Questa tipologia di fondi diventa particolarmente interessante quando vengono costituiti all’interno di fondazioni (penso all’esperienza delle fondazioni di intermediazione filantropica) che svolgono professionalmente il ruolo di gestori e accompagnano lo sviluppo di progetti (occupandosi oltre che della gestione delle risorse patrimoniali, della selezione di professionisti e partner, della raccolta fondi, di servizi aggiunti ecc.). Spesso avviene infatti che la costituzione di una fondazione porti con sé significativi costi di gestione, problemi di sostenibilità, difficoltà di trovare soggetti competenti per le cariche istituzionali.
Il fondo acquista così anche il senso di «incubatore» temporaneo che copre la fase di start-up e può poi evolvere in fondazione in presenza di condizioni favorevoli. Tanto più perché, in quanto costituiti all’interno di un ETS, i fondi usufruiscono delle agevolazioni fiscali ad essi riservate.
Se poi l’ente culturale svolge attività economica in via prevalente - pur in ambito non lucrativo - la scelta dell’impresa sociale in forma societaria e in particolare in quella di società per azioni può offrire la possibilità di raccogliere finanziamenti ed equity attraverso l’emissione di strumenti finanziari partecipativi o con la previsione di quote e azioni di diverse categorie per attirare capitali esterni (si veda l’esperienza di Music Innovation Hub).

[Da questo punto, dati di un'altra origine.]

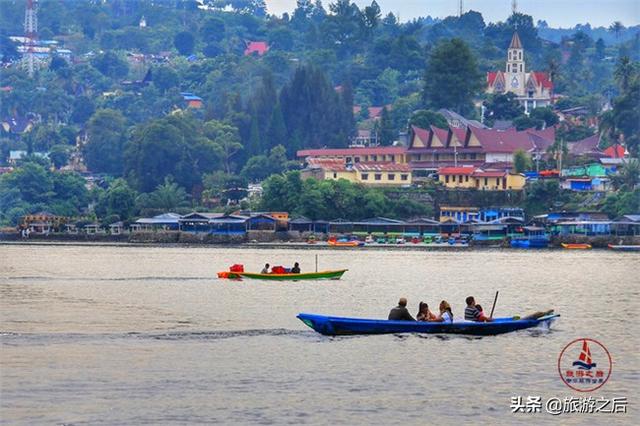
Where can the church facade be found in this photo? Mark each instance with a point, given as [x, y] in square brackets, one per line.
[533, 89]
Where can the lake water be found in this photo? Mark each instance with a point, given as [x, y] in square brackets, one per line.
[148, 335]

Il Codice non disciplina i trust (che in passato hanno anche ottenuto la qualifica onlus) ma ritengo che potranno rientrare fra gli ETS nella categoria residuale del Registro unico, accedendo alle relative agevolazioni fiscali.
Ulteriore esclusione dagli ETS riguarda il contratto di rete (riservato, come noto, agli imprenditori) disciplinando solo la Rete associativa. Questa appare come un’occasione perduta di dotare gli enti - culturali e non - di uno strumento leggero ma con grandi capacità di mettere a fattor comune risorse, esperienze, segmenti complementari di attività.
Una conclusione? La riforma del Terzo settore offre qualche opportunità interessante ma non rivoluziona l’approccio (anzi, mantiene uno spirito molto ancien regime sulla netta divaricazione tra attività non profit in senso tradizionale e attività commerciale) apparendo già in affanno di fronte ai tanti progetti che avanzano, spesso appartenenti a logiche di impatto più avanzate.

Monica De Paoli è notaio in Milano, membro della Commissione Terzo Settore del Consiglio nazionale del Notariato.